Patterns in static

Apophenia

Databases

These are convenience functions to handle interaction with SQLite or mySQL/mariaDB. They open one and only one database, and handle most of the interaction therewith for you.

You will probably first use apop_text_to_db to pull data into the database, then apop_query to clean the data in the database, and finally apop_query_to_data to pull some subset of the data out for analysis.

  • In all cases, your query may be in printf form. For example:
    char tabname[] = "demographics";
    char colname[] = "heights";
    int min_height = 175;
    apop_query("select %s from %s where %s > %i", colname, tabname, colname, min_height);

See the Database moments (plus pow()!) section below for not-SQL-standard math functions that you can use when sending queries from Apophenia, such as pow, stddev, or sqrt.

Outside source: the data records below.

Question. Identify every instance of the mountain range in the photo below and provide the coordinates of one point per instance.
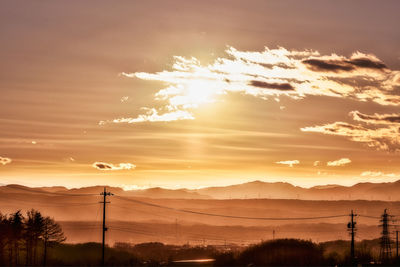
(251, 190)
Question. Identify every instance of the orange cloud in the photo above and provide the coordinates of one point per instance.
(339, 162)
(291, 163)
(381, 138)
(270, 73)
(110, 167)
(5, 161)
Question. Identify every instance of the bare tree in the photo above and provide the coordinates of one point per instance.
(52, 233)
(16, 222)
(34, 228)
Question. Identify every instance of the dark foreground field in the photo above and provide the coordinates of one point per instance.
(279, 252)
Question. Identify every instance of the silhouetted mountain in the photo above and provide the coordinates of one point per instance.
(255, 189)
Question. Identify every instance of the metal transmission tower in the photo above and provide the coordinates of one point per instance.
(104, 194)
(351, 227)
(386, 250)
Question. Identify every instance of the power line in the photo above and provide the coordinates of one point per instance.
(229, 216)
(370, 217)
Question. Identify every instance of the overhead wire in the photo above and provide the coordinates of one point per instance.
(230, 216)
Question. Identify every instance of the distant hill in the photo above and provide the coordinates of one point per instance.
(280, 190)
(250, 190)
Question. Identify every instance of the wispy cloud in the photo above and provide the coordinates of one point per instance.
(291, 163)
(339, 162)
(5, 161)
(377, 174)
(111, 167)
(383, 134)
(269, 73)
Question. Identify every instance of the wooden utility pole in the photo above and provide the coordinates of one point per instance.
(104, 194)
(397, 243)
(351, 227)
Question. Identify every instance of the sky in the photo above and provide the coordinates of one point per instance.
(199, 93)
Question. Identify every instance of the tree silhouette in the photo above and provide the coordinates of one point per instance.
(34, 227)
(16, 222)
(52, 233)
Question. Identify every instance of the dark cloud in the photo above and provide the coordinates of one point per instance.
(367, 63)
(102, 166)
(327, 65)
(277, 86)
(343, 65)
(376, 118)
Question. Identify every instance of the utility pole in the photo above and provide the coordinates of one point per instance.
(104, 194)
(386, 250)
(351, 227)
(397, 244)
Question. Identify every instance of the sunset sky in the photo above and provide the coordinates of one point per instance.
(199, 93)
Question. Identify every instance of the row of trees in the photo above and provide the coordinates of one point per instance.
(25, 239)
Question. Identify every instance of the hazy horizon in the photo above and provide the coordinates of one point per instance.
(199, 94)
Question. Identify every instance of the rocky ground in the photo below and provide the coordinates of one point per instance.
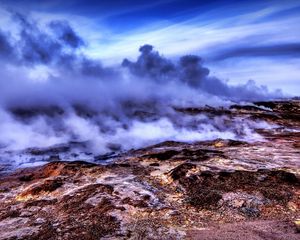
(221, 189)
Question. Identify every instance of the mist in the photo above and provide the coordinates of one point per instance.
(53, 94)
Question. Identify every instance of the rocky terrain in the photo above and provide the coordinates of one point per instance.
(219, 189)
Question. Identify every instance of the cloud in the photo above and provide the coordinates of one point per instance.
(189, 70)
(6, 49)
(129, 105)
(281, 50)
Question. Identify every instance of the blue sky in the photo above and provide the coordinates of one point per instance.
(239, 40)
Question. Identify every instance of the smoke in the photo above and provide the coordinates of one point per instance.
(52, 93)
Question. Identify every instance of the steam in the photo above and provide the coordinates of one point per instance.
(51, 93)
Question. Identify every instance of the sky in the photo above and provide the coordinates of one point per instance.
(238, 40)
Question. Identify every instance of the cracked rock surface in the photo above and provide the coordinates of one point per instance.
(220, 189)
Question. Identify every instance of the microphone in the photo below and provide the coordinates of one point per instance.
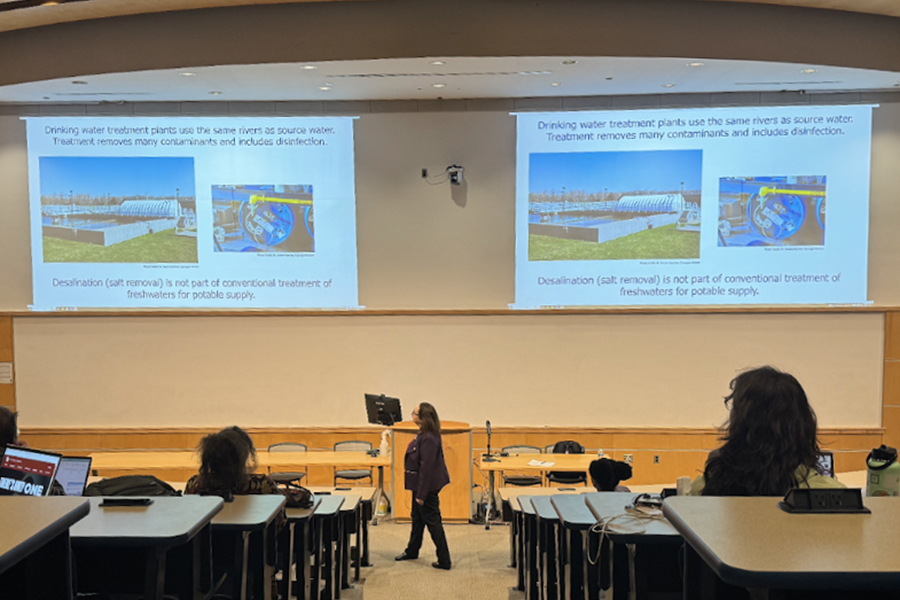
(488, 457)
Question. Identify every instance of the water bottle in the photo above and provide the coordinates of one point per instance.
(884, 472)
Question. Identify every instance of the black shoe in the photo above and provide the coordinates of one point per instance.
(405, 556)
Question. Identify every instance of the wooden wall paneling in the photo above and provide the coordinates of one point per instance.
(7, 390)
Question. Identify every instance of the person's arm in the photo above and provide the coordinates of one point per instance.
(429, 457)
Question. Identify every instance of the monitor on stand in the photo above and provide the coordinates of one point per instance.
(383, 410)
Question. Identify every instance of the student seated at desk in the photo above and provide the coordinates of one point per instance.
(770, 440)
(227, 461)
(607, 473)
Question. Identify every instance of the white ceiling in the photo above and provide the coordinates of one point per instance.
(421, 78)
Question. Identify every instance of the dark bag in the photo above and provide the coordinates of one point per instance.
(297, 495)
(131, 485)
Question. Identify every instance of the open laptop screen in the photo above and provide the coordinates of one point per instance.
(72, 474)
(27, 472)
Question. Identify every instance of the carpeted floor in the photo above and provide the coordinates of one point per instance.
(480, 565)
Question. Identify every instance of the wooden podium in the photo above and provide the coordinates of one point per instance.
(456, 498)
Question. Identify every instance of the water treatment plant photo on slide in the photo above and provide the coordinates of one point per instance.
(614, 205)
(118, 209)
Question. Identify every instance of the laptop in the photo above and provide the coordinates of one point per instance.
(825, 465)
(72, 474)
(27, 472)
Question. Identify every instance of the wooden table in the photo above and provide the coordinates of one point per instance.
(751, 543)
(521, 462)
(116, 546)
(616, 562)
(143, 461)
(35, 556)
(244, 537)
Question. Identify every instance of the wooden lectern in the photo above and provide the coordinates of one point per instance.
(456, 498)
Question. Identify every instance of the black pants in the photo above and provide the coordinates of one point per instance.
(428, 515)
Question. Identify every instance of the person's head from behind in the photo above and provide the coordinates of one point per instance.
(223, 462)
(770, 432)
(425, 416)
(9, 430)
(607, 473)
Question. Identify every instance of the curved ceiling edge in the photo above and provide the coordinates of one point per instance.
(374, 29)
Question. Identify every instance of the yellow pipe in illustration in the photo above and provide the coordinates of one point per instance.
(254, 199)
(766, 191)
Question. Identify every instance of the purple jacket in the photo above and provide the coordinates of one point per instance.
(426, 470)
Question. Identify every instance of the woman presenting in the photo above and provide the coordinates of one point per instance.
(426, 474)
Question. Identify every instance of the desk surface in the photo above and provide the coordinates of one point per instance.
(28, 523)
(750, 542)
(169, 521)
(510, 493)
(573, 512)
(607, 505)
(365, 494)
(249, 513)
(188, 459)
(519, 462)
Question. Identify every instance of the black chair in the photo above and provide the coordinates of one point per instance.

  • apop_text_to_db : Read a text file on disk into the database. Data analysis projects often start with a call to this.
  • apop_data_print : If you include the argument .output_type='d', this prints your apop_data set to the database.
  • apop_query : Manipulate the database, return nothing (e.g., insert rows or create table).
  • apop_db_open : Optional, for when you want to use a database on disk.
  • apop_db_close : A useful (and in some cases, optional) companion to apop_db_open.
  • apop_table_exists : Check to make sure you aren't reinventing or destroying data. Also, a clean way to drop a table.
  • Apophenia reserves the right to insert temp tables into the opened database. They will all have names beginning with apop_, so the reader is advised to not generate tables with such names, and is free to ignore or delete any such tables that turn up.
  • If you need to deal with two databases, use SQL's attach database. By default with SQLite, Apophenia opens an in-memory database handle. It is a sensible workflow to use the faster in-memory database as the primary database, and then attach an on-disk database to read in data and write final output tables.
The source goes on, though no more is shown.